Dr. Kailsah Singh, a former researcher in the Liston lab, explains their findings:
For over 35 years, attempts to prevent the development of type 1 diabetes have failed. Previous approaches have targeted the autoimmune nature of the disease, but Adrian Liston, Ph.D., leader of his senior group in the Immunology Research Program, found that not only the immune response but also late-stage exacerbations were triggered. I wanted to investigate if there was anything there.
As the Liston lab sought to understand the role of cell death in the development of diabetes, the goal was to identify the pathways that determine whether stressed pancreatic insulin-producing cells live or die, thereby determining disease development. and I tackled this problem.
Their hope was to find a way to stop this stress-related death and prevent the progression to diabetes without having to focus solely on the immune system. I needed to know the route. In previous studies, they were able to identify Manf as a protective protein against stress-induced cell death and Glis3, which sets the level of her Manf in cells. Although the patient’s type 1 and type 2 diabetes usually have different causes and different genetics, the GLIS3-MANF pathway is an attractive target for treatment because it is a common feature of both conditions.
To manipulate the Manf pathway, researchers developed a modified virus-based gene delivery system known as the AAV gene delivery system. AAV targets beta cells, enabling these cells to make more of the pro-survival protein Manf, favoring life-or-death decisions for continued survival. To test their treatment, the researchers treated mice susceptible to spontaneous development of autoimmune diabetes. Treatment of prediabetic mice reduced the incidence of diabetes from 58% to 18%. This study in mice is an important first step toward developing therapeutics for human patients.

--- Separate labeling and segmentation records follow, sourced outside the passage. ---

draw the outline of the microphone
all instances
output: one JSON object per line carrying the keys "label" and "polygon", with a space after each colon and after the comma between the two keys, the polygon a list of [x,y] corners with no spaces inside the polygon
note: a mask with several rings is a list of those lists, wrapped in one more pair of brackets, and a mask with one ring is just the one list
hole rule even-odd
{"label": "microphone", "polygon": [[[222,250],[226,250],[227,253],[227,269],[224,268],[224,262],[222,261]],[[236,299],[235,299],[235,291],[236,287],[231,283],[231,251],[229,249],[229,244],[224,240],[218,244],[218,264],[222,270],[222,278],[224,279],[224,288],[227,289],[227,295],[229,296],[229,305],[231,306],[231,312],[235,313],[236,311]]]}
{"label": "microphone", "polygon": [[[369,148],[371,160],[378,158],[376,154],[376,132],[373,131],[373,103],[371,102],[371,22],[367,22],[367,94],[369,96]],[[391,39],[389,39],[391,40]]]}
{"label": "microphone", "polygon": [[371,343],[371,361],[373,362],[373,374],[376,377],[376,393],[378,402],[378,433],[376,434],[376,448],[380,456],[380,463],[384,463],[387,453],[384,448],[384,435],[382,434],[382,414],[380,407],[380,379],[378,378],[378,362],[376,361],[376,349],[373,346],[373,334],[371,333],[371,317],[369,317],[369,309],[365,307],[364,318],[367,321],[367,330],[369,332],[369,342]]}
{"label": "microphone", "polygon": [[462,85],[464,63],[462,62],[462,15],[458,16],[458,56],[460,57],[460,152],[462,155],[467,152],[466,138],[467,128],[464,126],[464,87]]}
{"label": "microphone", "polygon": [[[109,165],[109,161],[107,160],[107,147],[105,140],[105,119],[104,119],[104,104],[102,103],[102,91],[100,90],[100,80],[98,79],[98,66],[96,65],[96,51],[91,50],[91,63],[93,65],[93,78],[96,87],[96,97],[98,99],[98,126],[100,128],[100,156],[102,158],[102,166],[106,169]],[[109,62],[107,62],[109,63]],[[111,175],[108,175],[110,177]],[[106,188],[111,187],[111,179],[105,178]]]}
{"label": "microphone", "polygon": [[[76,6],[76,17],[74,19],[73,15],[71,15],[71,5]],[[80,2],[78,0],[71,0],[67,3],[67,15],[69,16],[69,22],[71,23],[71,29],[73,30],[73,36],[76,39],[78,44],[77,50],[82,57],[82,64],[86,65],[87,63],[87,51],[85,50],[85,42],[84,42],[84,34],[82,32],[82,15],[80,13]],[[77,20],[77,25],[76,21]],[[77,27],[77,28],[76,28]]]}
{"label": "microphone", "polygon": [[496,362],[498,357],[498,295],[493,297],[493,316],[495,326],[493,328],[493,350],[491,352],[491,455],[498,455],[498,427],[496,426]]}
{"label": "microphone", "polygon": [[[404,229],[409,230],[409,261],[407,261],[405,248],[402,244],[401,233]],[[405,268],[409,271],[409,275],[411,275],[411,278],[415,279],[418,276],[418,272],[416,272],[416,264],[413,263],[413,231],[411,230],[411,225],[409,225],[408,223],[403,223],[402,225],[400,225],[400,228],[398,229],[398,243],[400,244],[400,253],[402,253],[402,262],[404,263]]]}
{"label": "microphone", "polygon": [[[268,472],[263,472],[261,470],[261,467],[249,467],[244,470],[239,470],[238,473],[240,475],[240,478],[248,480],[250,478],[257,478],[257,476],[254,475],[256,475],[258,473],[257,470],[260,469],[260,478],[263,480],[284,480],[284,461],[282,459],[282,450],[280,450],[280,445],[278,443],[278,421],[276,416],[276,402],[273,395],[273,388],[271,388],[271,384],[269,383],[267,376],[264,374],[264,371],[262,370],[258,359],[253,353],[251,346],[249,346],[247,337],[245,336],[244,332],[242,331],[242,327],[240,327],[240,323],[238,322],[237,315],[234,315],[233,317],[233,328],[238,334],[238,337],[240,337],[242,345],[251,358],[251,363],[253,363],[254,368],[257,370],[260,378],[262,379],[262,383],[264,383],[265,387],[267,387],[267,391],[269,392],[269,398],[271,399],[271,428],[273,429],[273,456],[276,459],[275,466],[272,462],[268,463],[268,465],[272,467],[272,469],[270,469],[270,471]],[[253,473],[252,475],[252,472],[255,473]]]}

“A major advantage of targeting this particular pathway is that it likely works in both type 1 and type 2 diabetes,” explains Dr. Adrian Liston. “In type 2 diabetes, the primary problem is insulin insensitivity in the liver, but most of the serious complications are chronic stress on pancreatic beta cells from the need to make more and more insulin. “Treatment of early stage type 2 diabetes with this or a similar approach may prevent progression to the major adverse events of late stage type 2 diabetes.”

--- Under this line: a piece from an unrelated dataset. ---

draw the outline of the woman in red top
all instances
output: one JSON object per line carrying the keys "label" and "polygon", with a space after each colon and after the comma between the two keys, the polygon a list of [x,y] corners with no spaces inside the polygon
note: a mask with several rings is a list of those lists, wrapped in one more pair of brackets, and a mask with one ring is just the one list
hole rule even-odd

See also: “Gene delivery of Manf into pancreatic islet beta cells protects NOD mice from developing type 1 diabetes” Kailas Singh, Orian Bricard, Jason Horton, Mikaela Björkvist, More Thorstenson, Cheng Kang Luo, Loriana Mascari , Emanuela Passing, Chantal Mathieu, James Dooley, Adrian Liston, 16 November 2022, biomolecules.
DOI: 10.3390/biom12101493
This work was funded by the Biotechnology and Biological Sciences Research Council, the Vlaams Instituut voor Biotechnologie, and the Research Foundation – Flanders.